[Date Prev][Date Next][Thread Prev][Thread Next][Date Index][Thread Index]

20030920: mesodata load average (cont.)



>From:  Gerry Creager N5JXS <address@hidden>
>Organization:  Texas A&M University -- AATLT
>Keywords:  200309201339.h8KDdPk1012811 LDM scour load average

Hi Gerry,

>Thanks for the concise notes.  That helps me a lot to get a better 
>understanding.
>
>One thing I noted this morning was 8 instances of the pruning script!

OK, this tells me a lot.  Apparently, mesodata is not able to complete
a prune of the tree before another invocation starts.  I had set this
up to run every half hour.  I see that you changed this to run every
8 hours, but left the number of files to keep at 288.
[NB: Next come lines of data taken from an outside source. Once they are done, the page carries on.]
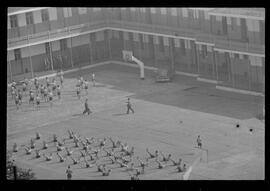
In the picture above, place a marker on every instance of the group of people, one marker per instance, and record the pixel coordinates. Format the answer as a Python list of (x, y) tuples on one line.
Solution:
[(37, 91), (99, 153), (83, 84)]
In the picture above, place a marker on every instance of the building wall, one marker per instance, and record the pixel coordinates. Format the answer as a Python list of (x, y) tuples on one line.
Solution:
[(162, 52)]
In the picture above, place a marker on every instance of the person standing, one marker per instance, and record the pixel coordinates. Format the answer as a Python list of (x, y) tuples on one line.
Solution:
[(93, 80), (58, 91), (20, 96), (69, 173), (199, 142), (86, 87), (86, 107), (61, 78), (78, 91), (129, 106)]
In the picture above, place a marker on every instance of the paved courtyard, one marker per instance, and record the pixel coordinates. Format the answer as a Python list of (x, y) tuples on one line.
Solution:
[(168, 117)]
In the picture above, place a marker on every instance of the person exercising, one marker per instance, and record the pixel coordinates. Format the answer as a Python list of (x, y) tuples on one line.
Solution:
[(129, 106)]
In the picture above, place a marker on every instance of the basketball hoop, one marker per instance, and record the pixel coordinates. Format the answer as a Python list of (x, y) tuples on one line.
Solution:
[(127, 55)]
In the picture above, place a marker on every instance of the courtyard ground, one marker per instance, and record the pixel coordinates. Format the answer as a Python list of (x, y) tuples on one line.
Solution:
[(168, 117)]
I think we are zeroing in on the area of the problem.  The 'df -sk *'
invocation I ran yesterday (and included partial output) never
did complete.  It was like it got stuck somewhere.  This sounds like
the pruning script (a find invocation that runs rm) is hitting
the same kind of wall that 'df' did.  This would seem to indicate
that there is some sort of a problem with your hard disk.  I took
a quick look at /var/log/messages.1, and see that mesodata is losing
ntpd time synchronization regularly.  Ordinarily, I wouldn't think
much of this, but it may some of the time swings approach 10 seconds.
Is it possible that this can throw 'find ... -mtime' invocations
into a tailspin?  I don't see any glaring messages about disk faults,
so the problem is something more subtle.

>I'll clean out the ddplus side and see if that helps.  I need to move 
>the BINEX stuff off-site, so I'lltry to get that going real soon... say, 
>Monday.  I could see that causing a scour problem.
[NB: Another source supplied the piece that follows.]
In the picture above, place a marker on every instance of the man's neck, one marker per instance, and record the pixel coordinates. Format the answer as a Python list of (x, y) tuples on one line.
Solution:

Even though scour is not setup to work on ~ldm/data/ddplus, it can't
hurt to clean up the disk.  By the way, I see that ~ldm/data/ddplus still
seems to be growing:

$ cd data
$ du -sk *
19660   AR
2141676 ARCHIVES
80408   binex
408     combhourly_pwv
0       cronlog
34408916        ddplus
4       decoded
124176  difax
4       fcst
4       forecasts

Yesterday, the size from the 'du -sk *' was:

34389440        ddplus

I also note that the 'du' invocation takes a _long_ time to get past
the forecasts directory.  Yesterday, I let this run for over 20 minutes
before finally killing it.   Today, it ran a little faster, but was
still very slow.  I see that the reason it took so long is the
~ldm/data/gempak directory has 5 GB of stuff in it:

5551652 gempak

Perhaps the entire problem you are seeing is related to GEMPAK scouring
or lack thereof?  This might be rectified by tidying up your GEMPAK
setup a bit, but I can't say for sure.

>Hope you have a good weekend.  I'm off to more Mr. Mom duties while my 
>wife catches babies at Ft Hood this weekend!

Talk to you later...

Tom

>From: Gerry Creager N5JXS <address@hidden>
>Date: Sun, 21 Sep 2003 12:50:15 -0500

>Howdy!
>
>I went in and got scour out of the nexrad business this morning, too. 
>That after I'd e-mailed you last night.  I think this was the problem. 
>I believe that when scour hit the nexrad area it choked and slowed down 
>the whole process.  If you look at scour.conf now, it's longer but 
>seems, so far, to work better.
>
>I'll move the prune script back to half-hour runs and we'll see what 
>happens.
>
>I've seen a lot of NFS losses, but I'd missed the ntp losses.  I also 
>resync time using 'rdate' periodically to our Stratum 1 server.  I'm 
>thinking I'm gonna set up a GPS-referenced time server on campus (as to 
>why we don' thave one, it's a long and strange story...).  I can achieve 
>60 ns accuracies with a $100 GPS receiver and a PC...
>
>So I'll ckean up ddplus and keep scour running on it afterward.  That 
>should drop things to a manageable level.  And move the binex off. 
>That's from my suominet site and I really don't want to blow that data 
>away.
>
>Gosh, I really didn't expect you to hit it this weekend!  Thanks!
>
>Gerry
>-- 
>Gerry Creager -- address@hidden
>Network Engineering -- AATLT, Texas A&M University     
>Cell: 979.229.5301 Office: 979.458.4020 FAX: 979.847.8578
>Page: 979.228.0173
>Office: 903A Eller Bldg, TAMU, College Station, TX 77843